Dazzle camouflage affects speed perception.

Autor: Nicholas E Scott-Samuel, Roland Baddeley, Chloe E Palmer, Innes C Cuthill
Jazyk: angličtina
Rok vydání: 2011
Předmět:
Zdroj: PLoS ONE, Vol 6, Iss 6, p e20233 (2011)
Druh dokumentu: article
ISSN: 1932-6203
DOI: 10.1371/journal.pone.0020233
Popis: Movement is the enemy of camouflage: most attempts at concealment are disrupted by motion of the target. Faced with this problem, navies in both World Wars in the twentieth century painted their warships with high contrast geometric patterns: so-called "dazzle camouflage". Rather than attempting to hide individual units, it was claimed that this patterning would disrupt the perception of their range, heading, size, shape and speed, and hence reduce losses from, in particular, torpedo attacks by submarines. Similar arguments had been advanced earlier for biological camouflage. Whilst there are good reasons to believe that most of these perceptual distortions may have occurred, there is no evidence for the last claim: changing perceived speed. Here we show that dazzle patterns can distort speed perception, and that this effect is greatest at high speeds.

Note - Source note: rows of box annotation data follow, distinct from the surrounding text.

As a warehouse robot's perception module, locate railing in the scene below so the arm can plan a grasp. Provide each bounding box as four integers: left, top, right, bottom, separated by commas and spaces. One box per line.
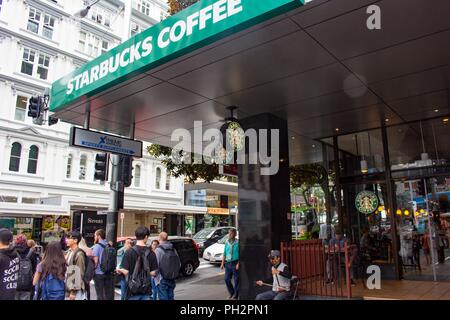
281, 240, 352, 298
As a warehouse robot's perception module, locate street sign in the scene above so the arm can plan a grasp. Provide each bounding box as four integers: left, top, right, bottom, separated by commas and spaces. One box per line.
50, 0, 305, 112
69, 127, 142, 158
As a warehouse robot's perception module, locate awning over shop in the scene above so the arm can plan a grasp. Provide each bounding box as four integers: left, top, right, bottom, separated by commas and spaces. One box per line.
51, 0, 450, 164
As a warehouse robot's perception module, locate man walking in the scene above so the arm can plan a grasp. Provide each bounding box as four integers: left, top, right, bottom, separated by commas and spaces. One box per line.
155, 232, 181, 300
0, 228, 19, 300
220, 229, 239, 299
117, 227, 158, 300
66, 231, 89, 300
92, 229, 114, 300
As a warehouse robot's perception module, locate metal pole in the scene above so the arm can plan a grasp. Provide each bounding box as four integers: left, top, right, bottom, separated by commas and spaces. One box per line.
333, 136, 344, 232
381, 123, 401, 280
423, 179, 437, 281
106, 154, 124, 246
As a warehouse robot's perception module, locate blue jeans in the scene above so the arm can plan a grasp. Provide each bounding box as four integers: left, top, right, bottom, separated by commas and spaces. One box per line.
158, 279, 176, 300
150, 277, 158, 300
128, 294, 152, 300
225, 261, 239, 298
120, 277, 127, 300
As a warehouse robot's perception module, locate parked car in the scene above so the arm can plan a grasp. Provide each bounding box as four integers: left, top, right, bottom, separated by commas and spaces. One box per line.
203, 234, 239, 263
115, 236, 200, 287
192, 227, 234, 255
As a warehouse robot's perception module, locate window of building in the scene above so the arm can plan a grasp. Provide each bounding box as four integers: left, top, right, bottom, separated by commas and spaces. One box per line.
131, 22, 142, 37
78, 154, 87, 180
27, 146, 39, 174
78, 31, 109, 58
27, 8, 55, 39
66, 154, 73, 179
166, 172, 172, 190
9, 142, 22, 172
84, 1, 113, 27
14, 95, 28, 121
20, 48, 50, 80
155, 168, 161, 189
134, 165, 141, 188
134, 0, 151, 16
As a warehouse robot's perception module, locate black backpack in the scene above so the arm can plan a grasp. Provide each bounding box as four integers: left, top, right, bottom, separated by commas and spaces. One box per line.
74, 248, 95, 286
158, 246, 181, 280
128, 247, 152, 296
99, 243, 117, 274
16, 250, 33, 291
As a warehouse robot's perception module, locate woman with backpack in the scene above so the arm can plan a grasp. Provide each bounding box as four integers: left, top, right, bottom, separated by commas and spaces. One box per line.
33, 241, 67, 300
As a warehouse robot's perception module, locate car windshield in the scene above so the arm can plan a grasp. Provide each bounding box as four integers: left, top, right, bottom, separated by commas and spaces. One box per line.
193, 228, 213, 239
217, 235, 228, 244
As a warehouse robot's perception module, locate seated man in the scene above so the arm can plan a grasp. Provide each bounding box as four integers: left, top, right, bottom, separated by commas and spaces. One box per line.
256, 250, 292, 300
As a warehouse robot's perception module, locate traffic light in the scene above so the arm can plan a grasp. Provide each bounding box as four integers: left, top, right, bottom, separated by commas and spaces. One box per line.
48, 116, 59, 126
121, 156, 133, 187
94, 153, 109, 181
28, 96, 43, 119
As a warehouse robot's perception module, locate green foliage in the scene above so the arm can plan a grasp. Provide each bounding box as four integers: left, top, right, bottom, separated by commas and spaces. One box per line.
167, 0, 199, 15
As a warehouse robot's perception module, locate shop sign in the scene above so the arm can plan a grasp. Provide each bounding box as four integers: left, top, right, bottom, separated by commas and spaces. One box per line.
207, 208, 230, 214
69, 127, 142, 158
355, 191, 380, 214
50, 0, 304, 112
42, 216, 71, 243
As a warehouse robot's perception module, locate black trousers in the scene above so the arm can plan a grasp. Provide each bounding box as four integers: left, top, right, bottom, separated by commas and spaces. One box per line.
94, 274, 114, 300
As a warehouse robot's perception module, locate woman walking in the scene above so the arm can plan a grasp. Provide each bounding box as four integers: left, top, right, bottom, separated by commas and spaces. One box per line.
33, 241, 67, 300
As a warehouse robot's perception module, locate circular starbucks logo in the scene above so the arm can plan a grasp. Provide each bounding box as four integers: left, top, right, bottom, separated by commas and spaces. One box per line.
355, 191, 379, 214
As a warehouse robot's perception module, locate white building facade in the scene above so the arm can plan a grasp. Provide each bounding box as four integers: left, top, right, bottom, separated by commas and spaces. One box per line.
0, 0, 203, 242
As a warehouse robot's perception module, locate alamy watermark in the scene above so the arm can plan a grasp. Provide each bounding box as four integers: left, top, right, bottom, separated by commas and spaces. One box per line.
171, 121, 280, 175
366, 4, 381, 30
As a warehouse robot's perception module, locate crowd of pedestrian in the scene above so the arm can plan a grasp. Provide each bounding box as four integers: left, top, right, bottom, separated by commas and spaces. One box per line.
0, 227, 181, 300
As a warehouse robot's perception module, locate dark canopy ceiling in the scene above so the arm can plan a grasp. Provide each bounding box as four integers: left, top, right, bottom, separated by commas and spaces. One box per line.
57, 0, 450, 163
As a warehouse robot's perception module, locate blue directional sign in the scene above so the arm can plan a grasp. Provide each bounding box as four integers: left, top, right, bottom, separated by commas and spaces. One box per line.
69, 127, 142, 158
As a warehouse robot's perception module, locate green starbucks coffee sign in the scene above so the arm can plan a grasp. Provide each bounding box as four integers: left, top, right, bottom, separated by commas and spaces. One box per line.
50, 0, 305, 112
355, 191, 380, 214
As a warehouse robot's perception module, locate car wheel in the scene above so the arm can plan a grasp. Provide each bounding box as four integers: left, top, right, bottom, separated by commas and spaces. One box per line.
182, 261, 195, 277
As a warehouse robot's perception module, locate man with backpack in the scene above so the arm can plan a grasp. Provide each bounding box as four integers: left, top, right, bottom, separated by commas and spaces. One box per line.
92, 229, 117, 300
14, 234, 38, 300
66, 231, 89, 300
155, 232, 181, 300
117, 227, 158, 300
0, 228, 19, 300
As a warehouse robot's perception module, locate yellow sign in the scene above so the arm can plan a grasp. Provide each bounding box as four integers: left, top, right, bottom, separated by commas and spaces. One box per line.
207, 208, 230, 214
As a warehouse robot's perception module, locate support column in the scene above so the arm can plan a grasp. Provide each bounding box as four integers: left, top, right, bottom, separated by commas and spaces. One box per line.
333, 136, 342, 232
381, 122, 401, 280
238, 113, 291, 299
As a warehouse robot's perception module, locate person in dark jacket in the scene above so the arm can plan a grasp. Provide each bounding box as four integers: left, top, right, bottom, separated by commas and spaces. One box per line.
0, 228, 19, 300
14, 234, 38, 300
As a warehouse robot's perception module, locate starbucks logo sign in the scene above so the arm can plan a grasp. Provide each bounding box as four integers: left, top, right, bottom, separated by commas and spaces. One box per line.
355, 191, 379, 214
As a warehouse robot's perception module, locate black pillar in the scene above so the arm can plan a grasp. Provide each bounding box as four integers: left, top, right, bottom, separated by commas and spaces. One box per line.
238, 114, 291, 299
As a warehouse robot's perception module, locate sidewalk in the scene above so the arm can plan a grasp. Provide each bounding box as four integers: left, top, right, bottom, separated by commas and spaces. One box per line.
352, 280, 450, 300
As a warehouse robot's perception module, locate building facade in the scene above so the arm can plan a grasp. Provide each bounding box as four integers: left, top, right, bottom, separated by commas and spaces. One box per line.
0, 0, 202, 242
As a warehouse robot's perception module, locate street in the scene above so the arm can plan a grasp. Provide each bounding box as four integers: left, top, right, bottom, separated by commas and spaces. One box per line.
91, 259, 228, 300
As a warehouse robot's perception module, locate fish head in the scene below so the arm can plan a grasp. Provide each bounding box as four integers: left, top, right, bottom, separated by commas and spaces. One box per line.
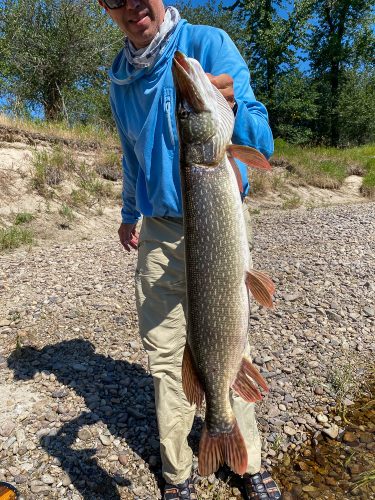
173, 51, 234, 167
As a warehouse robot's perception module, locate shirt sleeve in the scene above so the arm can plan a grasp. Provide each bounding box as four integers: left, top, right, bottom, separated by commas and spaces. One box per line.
206, 30, 274, 158
110, 96, 141, 224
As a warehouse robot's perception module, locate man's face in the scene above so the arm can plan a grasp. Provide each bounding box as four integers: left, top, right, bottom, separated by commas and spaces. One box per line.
99, 0, 165, 49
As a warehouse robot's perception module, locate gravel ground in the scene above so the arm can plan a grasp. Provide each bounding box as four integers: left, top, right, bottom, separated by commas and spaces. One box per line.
0, 203, 375, 500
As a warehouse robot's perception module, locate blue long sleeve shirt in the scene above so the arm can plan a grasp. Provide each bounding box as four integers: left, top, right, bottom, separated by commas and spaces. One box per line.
110, 20, 273, 223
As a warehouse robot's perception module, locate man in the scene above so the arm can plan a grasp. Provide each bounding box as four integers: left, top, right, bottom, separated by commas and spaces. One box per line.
99, 0, 280, 500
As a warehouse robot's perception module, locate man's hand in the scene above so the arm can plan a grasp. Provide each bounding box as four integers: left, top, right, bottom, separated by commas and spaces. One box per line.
206, 73, 235, 108
118, 222, 138, 252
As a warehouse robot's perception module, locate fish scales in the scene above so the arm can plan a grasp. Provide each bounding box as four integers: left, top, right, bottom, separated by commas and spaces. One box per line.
183, 160, 249, 434
173, 52, 274, 475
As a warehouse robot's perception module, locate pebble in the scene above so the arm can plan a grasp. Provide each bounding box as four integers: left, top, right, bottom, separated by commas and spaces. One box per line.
99, 434, 111, 446
0, 196, 374, 500
316, 413, 328, 424
322, 424, 340, 439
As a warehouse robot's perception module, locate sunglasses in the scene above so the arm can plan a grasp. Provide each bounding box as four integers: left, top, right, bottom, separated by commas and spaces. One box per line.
103, 0, 126, 10
0, 481, 18, 500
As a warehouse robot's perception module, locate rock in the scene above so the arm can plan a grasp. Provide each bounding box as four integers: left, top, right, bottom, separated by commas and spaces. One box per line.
40, 474, 55, 484
0, 420, 16, 437
342, 431, 357, 443
118, 453, 129, 465
363, 306, 375, 318
284, 425, 297, 436
99, 434, 111, 446
322, 424, 339, 439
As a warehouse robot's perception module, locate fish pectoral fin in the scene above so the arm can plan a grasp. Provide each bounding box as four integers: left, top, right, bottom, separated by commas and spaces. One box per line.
182, 344, 204, 408
232, 356, 269, 403
246, 269, 275, 309
198, 420, 248, 476
227, 144, 272, 170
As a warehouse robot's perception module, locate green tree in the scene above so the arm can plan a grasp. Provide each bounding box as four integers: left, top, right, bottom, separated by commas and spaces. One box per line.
226, 0, 310, 126
0, 0, 122, 120
309, 0, 375, 146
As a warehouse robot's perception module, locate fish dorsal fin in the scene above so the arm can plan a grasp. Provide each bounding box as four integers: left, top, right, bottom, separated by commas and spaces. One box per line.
232, 356, 269, 403
246, 269, 275, 308
227, 144, 271, 170
198, 418, 248, 476
228, 155, 243, 194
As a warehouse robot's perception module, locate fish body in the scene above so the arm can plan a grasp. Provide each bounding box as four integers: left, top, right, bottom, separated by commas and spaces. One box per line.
173, 53, 272, 475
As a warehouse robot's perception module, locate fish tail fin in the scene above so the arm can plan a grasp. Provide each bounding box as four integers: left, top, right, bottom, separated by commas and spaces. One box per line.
246, 269, 275, 309
232, 356, 269, 403
198, 420, 248, 476
182, 344, 204, 408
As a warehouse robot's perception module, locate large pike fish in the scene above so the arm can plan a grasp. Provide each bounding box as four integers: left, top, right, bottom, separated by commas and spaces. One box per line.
173, 52, 275, 475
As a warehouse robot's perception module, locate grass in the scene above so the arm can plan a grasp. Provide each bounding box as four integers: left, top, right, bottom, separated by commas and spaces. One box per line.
14, 212, 34, 226
77, 163, 114, 202
0, 226, 34, 251
0, 114, 119, 147
59, 203, 75, 224
274, 139, 375, 189
352, 469, 375, 491
282, 194, 302, 210
327, 360, 368, 423
361, 158, 375, 199
32, 146, 75, 196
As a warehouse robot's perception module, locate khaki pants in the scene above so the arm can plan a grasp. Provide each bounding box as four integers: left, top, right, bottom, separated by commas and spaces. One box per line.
135, 205, 261, 484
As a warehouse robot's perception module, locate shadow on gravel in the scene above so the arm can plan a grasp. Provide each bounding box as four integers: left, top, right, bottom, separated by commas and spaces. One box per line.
8, 339, 173, 500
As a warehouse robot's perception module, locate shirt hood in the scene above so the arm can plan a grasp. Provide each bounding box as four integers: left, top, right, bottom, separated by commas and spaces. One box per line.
109, 19, 187, 85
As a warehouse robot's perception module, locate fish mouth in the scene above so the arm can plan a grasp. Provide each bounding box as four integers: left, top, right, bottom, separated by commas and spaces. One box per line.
172, 51, 207, 113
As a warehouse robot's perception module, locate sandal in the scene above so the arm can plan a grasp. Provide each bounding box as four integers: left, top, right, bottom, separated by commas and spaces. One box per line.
242, 471, 281, 500
163, 478, 198, 500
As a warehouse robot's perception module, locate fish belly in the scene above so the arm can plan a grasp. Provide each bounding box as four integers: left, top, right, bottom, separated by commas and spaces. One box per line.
184, 161, 249, 433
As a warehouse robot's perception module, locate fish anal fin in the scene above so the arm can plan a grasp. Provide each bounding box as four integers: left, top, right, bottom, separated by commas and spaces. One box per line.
227, 144, 272, 170
182, 344, 204, 408
228, 155, 243, 194
198, 420, 248, 476
246, 269, 275, 309
232, 365, 262, 403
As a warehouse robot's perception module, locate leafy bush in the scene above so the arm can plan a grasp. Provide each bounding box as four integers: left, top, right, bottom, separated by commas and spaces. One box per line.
0, 226, 34, 251
95, 151, 122, 181
14, 212, 34, 226
32, 146, 75, 196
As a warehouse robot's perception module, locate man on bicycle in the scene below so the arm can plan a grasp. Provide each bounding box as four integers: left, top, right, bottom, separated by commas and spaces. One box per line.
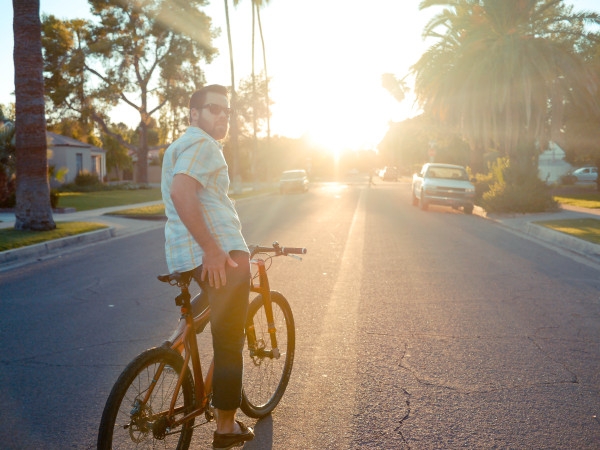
161, 85, 254, 449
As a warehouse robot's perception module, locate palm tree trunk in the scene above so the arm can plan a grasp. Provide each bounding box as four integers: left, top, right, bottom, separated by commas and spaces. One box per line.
256, 5, 271, 179
225, 0, 241, 194
13, 0, 56, 230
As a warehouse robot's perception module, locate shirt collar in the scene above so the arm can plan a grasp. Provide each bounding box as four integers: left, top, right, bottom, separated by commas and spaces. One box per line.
185, 126, 223, 149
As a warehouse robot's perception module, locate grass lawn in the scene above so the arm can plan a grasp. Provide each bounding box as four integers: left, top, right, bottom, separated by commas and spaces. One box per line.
105, 203, 165, 219
58, 188, 162, 211
534, 219, 600, 244
554, 184, 600, 208
106, 189, 275, 219
0, 222, 107, 251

The effect should obtain in predators launching ballistic attacks against rapidly moving prey, or modern, low-tech battlefields where handheld weapons are fired from short ranges against moving vehicles. In the latter case, we demonstrate that in a typical situation involving an RPG7 attack on a Land Rover the reduction in perceived speed is sufficient to make the grenade miss where it was aimed by about a metre, which could be the difference between survival or not for the occupants of the vehicle.